Continuam os protestos crescentes no Panamá contra a expansão das mineradoras e hidrelétricas no país, com uma efervescência de mobilizações. E avança em Honduras o julgamento pelo assassinato de Berta Cáceres, com Roberto David Castillo Mejía confirmado como culpado pela autoria intelectual do crime, porém até o momento não houve uma sentença da justiça. Seguimos com a Campanha de Defesa de Defensoras e Defensores dando todo apoio para apuração e responsabilização dos culpados por esse crime cometido há cinco anos, em março de 2016.
Com as eleições realizadas em junho passado no México, apesar da vitória de López Obrador na presidência, o partido do governo diminuiu significativamente o percentual de cadeiras ocupadas pela situação no congresso, trazendo mudanças significativas na correlação de forças no país. A mudança é elemento chave, pois vai impactar a composição e a negociação dos processos de endividamento, além da questão migratória.
Avaliou-se o impacto do o 6º Encontro da Comunidade de Estados Latinoamericanos e Caribenhos (Celac), ocorrido no México no início de setembro, para a região. O documento final divulgado pela Celac traz 44 pontos com o posicionamento da organização (confira a íntegra em espanhol), entre os quais a consolidação da democracia e uma ordem internacional mais justa, fortalecimento da educação e igualdade de gênero, respeito aos direitos humanos e das minorias, luta contra a corrupção e a pobreza. O desafio é ficarmos em alerta para que estes compromissos realmente sejam implementados.

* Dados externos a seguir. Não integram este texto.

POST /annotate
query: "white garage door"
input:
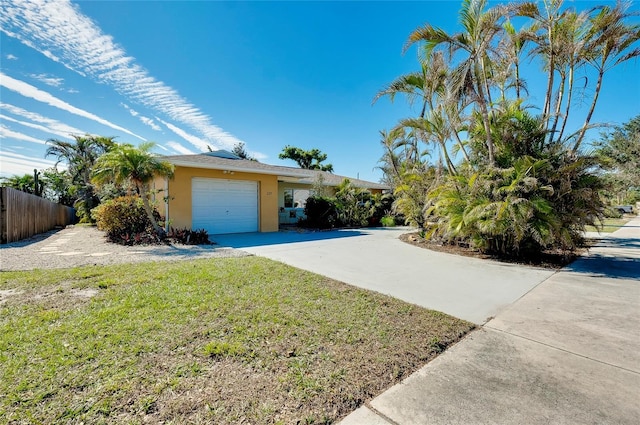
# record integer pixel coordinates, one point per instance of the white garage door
(224, 206)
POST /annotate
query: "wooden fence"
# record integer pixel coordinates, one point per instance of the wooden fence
(23, 215)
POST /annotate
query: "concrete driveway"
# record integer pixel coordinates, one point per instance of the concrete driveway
(568, 352)
(375, 259)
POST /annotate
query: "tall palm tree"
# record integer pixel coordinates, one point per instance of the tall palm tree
(471, 76)
(425, 86)
(80, 157)
(126, 164)
(611, 45)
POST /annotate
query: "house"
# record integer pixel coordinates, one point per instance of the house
(222, 193)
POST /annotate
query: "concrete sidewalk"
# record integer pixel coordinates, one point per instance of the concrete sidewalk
(568, 352)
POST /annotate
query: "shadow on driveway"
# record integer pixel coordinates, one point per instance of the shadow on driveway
(617, 264)
(247, 240)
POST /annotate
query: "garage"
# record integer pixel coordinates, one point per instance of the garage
(224, 206)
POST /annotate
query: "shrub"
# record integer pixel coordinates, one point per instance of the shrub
(388, 221)
(610, 212)
(321, 213)
(125, 221)
(189, 237)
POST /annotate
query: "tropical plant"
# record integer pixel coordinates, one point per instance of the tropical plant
(137, 167)
(125, 220)
(25, 183)
(470, 79)
(310, 160)
(353, 204)
(321, 213)
(80, 157)
(523, 185)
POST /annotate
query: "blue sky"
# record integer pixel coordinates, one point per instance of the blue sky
(190, 74)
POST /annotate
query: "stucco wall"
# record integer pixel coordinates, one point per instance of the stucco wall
(180, 195)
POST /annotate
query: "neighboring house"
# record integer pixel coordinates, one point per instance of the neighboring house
(222, 193)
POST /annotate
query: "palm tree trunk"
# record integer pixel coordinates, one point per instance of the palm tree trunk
(485, 118)
(568, 106)
(147, 208)
(576, 146)
(558, 105)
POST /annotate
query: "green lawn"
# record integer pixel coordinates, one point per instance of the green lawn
(609, 225)
(208, 341)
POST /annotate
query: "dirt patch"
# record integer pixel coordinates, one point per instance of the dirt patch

Luta dos povos indígenas se reconfigura na região Andina
Na região Andina, apesar das dificuldades iniciais para ser reconhecido presidente, Pedro Castillo afinal assumiu a presidência no Peru em julho último e o cenário é de muitas expectativas de transformação, mas também da realidade quanto ao tema socioambiental devido à aproximação com o setor mineiro e o discurso de “expansão mineira sustentável”. Ao mesmo tempo, a mudança de governo traz uma efervescência de movimentos e organizações sociais, com a realização de uma assembleia dos povos andinos no Peru ainda neste mês de setembro e que terá a participação da equatoriana Blanca Chocosa, da Acción Ecológica (Equador), num encontro de mulheres indígenas.
As eleições presidenciais de 2022 estão em pauta na Colômbia com destaque para o candidato de esquerda Gustavo Petro, ex-prefeito de Bogotá que disputou a eleição passada com o atual presidente Álvaro Uribe, trazendo um outro discurso ambiental, contrário à exploração do petróleo colombiano, retomando essa ideia pelos setores mais progressistas no país.
No Equador, segue um tipo de legislação por decreto, não só com o congresso editando leis, mas também a presidência implementando suas políticas por meio de decretos. Três destes recentes decretos são gravíssimos, voltados à expansão mineira em toda a costa equatoriana, assim como as petroleiras, além de uma lei de arbitragem e mediação que vai facilitar a negociação de acordos comerciais com empresas estrangeiras na linha neoliberal do presidente Guilhermo Lasso. Em contrapartida, a vacinação avança no país, com quase 70% da população com a primeira dose e a imunização de crianças e adolescentes de 12 a 16 anos.
Contra a dívida e as privatizações
Em 22 de setembro, os movimentos e organizações que Auto Convocatória para a Suspensão de Pagamentos e Investigação da Dívida, entre os quais o Diálogo 2000, membro do Jubileu Sul/Américas, foram às ruas na Argentina contra o pagamento da dívida ao Fundo Monetário Internacional. A data coincide com o dia do primeiro pagamento exigido pelo FMI sobre os US$ 45 bilhões que o Fundo entregou ao governo de Mauricio Macri, mesmo sabendo que haveria a fuga desses mesmos recursos.
No Brasil e Paraguai, avançam as articulações da Jubileu Sul/Américas nas lutas do setor elétrico, entre as quais o embate contra as privatizações. Os esforços são relevantes porque, em o governo paraguaio recusando a privatização de Itaipu, há um fortalecimento ainda maior contra a privatização, definindo inclusive o destino da Eletrobrás. Um seminário está em organização para tratar do tema e também da dívida causada aos povos indígenas e outros corpos e territórios por conta da construção da hidrelétrica binacional.
Bolsonaro abriu a Assembleia da ONU neste 21 de setembro, com um discurso distante da dura realidade vivida no país, sobretudo em relação à pandemia e à questão ambiental, com uma fala marcada por dados e informações falsas. Nas ruas a resistência continua, principalmente dos povos indígenas que ocuparam Brasília numa grande mobilização contra o marco temporal de demarcação de terras. Na Marcha das Mulheres Indígenas, em 10 de setembro, mais de 4 mil mulheres de 150 etnias se reuniram na capital do país, com a participação de Maria Reis Pankararu e Elane Pankararu representando o Jubileu Sul/Brasil.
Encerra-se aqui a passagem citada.